Советско-колхозная форма хозяйствования была применена к переселенцам из Московии. И они уже на третий год, смогли часть еды продать на ярмарке. Голландцы и другие немецкие и русские фермеры были обложены умеренным оброком. Сначала в товарном, а через пару лет — и в денежном выражении.
Теперь уже никто никуда из поселений не бежит. Алкоголь, кто может, тот пьёт, но в меру и по выходным, остальные от пития воздерживаются по различным причинам. Поселенцы стали хорошо и добротно одеваться, обзавелись личным и хозяйственным имуществом, небольшим подсобным хозяйством в основном в виде кур, уток, гусей и полисадников с ягодой и фруктовыми деревьями. И то, в основном, подсобное хозяйства заводили «пенсионеры», которые на общественных работах проводили по минимальной планке, но работали не за трудодни, как колхозники, а за трудодни, или деньги.
Пенсионная система у нас была ещё не вполне отработана, но мы старались и каждыйгод выдумывали что-то новое. Во основном пенсионеры либо обучали молодёжь, либо приглядывали за малышами, либо выполняли посильную работу. А с тем сельскохозяйственным инвентарём, которым пользовались мои колхозники, можно было и в полях полоть сорняки, окучивать картофель и помидоры, пахать и боронить, косить и жать. Хороший у нас был инвентарь. Правильный. Крепкий и острый.
На ровных логах-покосах и на ровных полях ржи и пшеницы мы стали использовать косы-литовки, которую русские крестьяне почти не знали. В основном использовались косы-горбатки, удобные для сложных лесных и болотистых покосов.
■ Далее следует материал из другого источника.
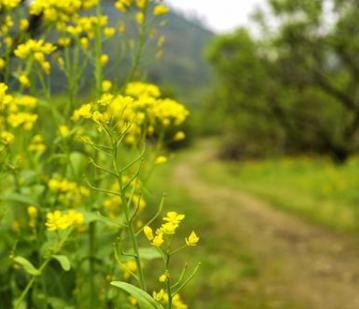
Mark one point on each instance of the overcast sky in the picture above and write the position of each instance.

Очень понравились крестьянами острые стальные тяпки для прополки, когда в основном пропалывали руками. А про окучивание и не знали, пока не показали и не объяснили зачем и для чего. Картофель и помидоры, очень хорошо прижились и урождались на Ахтубе и очень понравились моим крестьянам. А подсолнухи — были моей и поселенцев гордостью. Их ни и высаживали в основном в своих полисадниках. И для красоты и для удовольствия. Правда, никто не щелкал семечки прилюдно. Снедать что-то прилюдно считалось зазорным. Зато в хатах… Особенно зимой дух жаренных семечек расползался по посёлкам.